The oldest tradition of its founding ascribes to Evander the erection of the Great Altar of Hercules in the Forum Boarium. In Aeneid, VIII, where Aeneas and his crew first come upon Evander and his people, they were venerating Hercules for dispatching the giant Cacus. Virgil's listeners would have related this scene to the same Great Altar of Hercules in the Forum Boarium of their own day, one detail among many in the Aeneid that Virgil used to link the heroic past of myth with the Age of Augustus. Also according to Virgil, Hercules was returning from Gades with Geryon's cattle when Evander entertained him. Evander then became the first to raise an altar to Hercules' heroism. This archaic altar was destroyed in the Great Fire of Rome, AD 64.
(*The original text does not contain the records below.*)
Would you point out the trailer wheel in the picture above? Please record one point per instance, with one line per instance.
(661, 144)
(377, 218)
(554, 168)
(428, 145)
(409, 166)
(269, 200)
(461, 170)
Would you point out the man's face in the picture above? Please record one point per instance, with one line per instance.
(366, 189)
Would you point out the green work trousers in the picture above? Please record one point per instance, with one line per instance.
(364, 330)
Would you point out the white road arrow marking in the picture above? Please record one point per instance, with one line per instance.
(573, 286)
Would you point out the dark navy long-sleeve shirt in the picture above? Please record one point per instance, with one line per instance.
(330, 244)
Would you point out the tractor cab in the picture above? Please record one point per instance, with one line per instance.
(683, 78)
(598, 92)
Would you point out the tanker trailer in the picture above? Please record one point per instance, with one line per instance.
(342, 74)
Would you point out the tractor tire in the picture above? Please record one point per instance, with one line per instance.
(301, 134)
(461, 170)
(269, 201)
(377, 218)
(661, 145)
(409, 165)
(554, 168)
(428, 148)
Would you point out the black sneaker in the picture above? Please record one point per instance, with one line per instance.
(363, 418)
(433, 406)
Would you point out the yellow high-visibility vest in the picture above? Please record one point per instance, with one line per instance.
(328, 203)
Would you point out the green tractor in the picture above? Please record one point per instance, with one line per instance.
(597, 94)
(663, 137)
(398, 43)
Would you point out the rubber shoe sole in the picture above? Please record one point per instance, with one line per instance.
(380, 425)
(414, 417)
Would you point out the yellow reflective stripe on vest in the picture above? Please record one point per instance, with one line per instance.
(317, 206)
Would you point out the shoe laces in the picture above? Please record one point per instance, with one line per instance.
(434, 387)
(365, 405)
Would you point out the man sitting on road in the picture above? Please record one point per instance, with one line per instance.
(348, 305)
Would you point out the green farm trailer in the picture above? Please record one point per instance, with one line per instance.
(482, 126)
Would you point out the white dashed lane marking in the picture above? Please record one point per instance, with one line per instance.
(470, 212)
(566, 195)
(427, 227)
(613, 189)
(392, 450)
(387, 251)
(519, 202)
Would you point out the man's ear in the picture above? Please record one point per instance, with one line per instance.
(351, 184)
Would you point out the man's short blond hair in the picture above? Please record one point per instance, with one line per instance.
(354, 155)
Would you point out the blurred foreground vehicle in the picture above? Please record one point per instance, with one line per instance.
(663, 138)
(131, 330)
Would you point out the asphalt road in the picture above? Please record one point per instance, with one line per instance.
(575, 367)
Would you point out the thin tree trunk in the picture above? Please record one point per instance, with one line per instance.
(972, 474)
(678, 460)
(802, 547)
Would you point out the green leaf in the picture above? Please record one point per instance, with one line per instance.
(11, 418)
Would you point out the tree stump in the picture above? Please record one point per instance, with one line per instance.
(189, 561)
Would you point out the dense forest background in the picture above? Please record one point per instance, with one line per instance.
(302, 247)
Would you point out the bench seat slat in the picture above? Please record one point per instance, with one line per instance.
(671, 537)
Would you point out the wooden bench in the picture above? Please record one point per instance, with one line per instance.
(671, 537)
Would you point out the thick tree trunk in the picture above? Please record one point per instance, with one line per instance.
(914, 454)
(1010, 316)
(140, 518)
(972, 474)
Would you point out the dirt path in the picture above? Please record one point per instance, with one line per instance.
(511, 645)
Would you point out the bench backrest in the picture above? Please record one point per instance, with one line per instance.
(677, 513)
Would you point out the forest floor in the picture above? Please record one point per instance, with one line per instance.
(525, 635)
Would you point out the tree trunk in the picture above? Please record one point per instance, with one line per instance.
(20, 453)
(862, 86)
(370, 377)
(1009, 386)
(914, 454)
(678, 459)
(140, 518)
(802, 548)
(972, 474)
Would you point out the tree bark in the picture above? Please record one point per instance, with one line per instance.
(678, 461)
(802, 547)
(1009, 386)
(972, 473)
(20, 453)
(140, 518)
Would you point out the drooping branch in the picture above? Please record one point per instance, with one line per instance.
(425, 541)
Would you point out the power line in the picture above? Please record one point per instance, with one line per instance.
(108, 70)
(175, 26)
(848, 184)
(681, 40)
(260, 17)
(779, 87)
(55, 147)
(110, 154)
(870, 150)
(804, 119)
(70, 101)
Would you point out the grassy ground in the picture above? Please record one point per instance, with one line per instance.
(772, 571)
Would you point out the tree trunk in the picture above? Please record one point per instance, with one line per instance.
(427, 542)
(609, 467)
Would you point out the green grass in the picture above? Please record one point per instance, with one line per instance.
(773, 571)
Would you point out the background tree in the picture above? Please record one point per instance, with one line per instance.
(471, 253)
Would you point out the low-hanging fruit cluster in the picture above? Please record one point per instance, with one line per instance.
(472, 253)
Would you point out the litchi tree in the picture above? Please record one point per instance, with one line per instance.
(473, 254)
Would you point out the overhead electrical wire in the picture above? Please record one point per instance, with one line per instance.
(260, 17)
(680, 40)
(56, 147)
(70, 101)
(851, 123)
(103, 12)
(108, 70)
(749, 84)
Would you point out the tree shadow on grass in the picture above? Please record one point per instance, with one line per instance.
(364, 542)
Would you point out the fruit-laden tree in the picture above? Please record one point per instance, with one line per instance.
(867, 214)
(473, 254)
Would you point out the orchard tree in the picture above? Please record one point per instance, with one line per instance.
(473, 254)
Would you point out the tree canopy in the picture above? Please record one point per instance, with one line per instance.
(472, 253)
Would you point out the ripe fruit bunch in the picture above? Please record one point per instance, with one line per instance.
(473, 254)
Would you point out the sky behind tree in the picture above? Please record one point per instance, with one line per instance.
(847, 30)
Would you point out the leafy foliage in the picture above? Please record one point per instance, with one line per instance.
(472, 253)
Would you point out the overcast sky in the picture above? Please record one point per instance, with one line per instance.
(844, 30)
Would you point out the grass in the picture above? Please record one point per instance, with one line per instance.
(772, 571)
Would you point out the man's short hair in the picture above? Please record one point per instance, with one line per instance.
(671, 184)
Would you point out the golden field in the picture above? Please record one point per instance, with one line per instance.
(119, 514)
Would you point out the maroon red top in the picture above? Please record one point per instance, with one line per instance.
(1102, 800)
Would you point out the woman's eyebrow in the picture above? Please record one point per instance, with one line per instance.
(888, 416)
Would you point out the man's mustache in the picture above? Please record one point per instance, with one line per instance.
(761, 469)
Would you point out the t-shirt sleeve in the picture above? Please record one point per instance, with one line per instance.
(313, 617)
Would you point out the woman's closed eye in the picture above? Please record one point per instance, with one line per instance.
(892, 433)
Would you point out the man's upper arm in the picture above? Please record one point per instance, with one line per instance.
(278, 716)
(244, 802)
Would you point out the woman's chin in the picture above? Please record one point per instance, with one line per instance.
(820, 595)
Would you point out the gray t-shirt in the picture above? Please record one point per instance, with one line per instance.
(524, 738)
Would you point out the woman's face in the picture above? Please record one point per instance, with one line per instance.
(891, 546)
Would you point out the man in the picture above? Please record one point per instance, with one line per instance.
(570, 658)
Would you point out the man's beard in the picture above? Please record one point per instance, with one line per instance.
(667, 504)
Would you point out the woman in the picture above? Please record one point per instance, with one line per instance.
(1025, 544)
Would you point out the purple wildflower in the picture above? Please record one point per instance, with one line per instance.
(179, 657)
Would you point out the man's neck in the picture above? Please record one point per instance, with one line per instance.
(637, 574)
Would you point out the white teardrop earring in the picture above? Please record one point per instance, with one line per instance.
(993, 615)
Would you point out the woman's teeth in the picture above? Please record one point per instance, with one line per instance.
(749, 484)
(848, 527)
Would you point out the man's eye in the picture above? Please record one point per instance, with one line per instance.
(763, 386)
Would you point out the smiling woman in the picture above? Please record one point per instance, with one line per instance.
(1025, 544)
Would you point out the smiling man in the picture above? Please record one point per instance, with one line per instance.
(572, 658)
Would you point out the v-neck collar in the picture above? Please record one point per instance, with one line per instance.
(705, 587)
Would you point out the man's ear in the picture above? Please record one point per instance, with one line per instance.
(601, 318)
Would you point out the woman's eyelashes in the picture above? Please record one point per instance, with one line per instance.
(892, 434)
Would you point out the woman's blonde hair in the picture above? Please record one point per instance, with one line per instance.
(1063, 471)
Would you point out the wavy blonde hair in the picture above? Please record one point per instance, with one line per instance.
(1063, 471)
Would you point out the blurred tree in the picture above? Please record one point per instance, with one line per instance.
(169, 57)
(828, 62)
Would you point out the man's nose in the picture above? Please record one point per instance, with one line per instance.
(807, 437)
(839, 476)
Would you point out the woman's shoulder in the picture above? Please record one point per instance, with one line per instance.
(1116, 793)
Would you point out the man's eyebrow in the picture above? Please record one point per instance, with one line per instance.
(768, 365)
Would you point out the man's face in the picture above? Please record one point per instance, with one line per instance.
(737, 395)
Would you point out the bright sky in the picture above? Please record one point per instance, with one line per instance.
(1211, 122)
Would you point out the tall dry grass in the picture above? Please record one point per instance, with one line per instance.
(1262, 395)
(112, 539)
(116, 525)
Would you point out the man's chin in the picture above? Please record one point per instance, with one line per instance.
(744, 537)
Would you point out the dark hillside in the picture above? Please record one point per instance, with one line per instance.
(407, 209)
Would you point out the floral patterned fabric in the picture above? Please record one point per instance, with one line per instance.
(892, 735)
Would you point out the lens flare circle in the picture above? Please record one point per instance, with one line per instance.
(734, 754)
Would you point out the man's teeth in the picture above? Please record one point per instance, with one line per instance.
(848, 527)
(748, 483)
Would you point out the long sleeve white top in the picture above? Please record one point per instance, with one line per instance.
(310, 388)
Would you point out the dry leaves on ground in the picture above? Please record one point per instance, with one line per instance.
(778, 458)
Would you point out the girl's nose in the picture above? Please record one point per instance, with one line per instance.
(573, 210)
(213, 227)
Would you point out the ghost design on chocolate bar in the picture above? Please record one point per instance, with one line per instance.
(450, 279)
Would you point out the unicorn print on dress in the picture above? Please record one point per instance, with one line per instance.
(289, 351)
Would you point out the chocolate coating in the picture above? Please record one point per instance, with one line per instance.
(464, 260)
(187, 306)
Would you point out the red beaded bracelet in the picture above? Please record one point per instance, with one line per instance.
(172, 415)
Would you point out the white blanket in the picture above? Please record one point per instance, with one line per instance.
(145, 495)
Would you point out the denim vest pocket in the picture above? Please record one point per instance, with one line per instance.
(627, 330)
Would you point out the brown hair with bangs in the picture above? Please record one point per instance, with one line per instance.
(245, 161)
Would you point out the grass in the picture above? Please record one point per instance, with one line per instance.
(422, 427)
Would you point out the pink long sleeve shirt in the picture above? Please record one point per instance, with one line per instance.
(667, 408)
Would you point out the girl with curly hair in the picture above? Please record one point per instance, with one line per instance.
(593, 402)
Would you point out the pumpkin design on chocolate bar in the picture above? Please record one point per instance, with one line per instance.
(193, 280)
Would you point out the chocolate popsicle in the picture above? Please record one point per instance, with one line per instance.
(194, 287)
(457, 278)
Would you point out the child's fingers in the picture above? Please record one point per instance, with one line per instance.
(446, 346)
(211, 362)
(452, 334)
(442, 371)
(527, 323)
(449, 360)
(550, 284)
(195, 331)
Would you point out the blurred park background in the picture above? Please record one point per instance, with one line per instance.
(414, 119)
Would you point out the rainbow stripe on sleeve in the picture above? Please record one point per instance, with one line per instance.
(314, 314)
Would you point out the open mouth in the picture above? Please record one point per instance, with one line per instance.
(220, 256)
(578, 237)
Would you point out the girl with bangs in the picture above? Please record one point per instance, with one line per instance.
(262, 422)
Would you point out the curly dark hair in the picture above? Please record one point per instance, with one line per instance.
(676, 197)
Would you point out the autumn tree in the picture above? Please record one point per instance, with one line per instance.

Because of their traditional ties, Evander aids Aeneas in his war against Turnus and the Rutuli: the Arcadian had known the father of Aeneas, Anchises, before the Trojan War, and shares a common ancestry through Atlas with Aeneas's family. In the Aeneid, it is said that Evander took possession of the country Italy by force, murdering king Herilus, the king of Praeneste.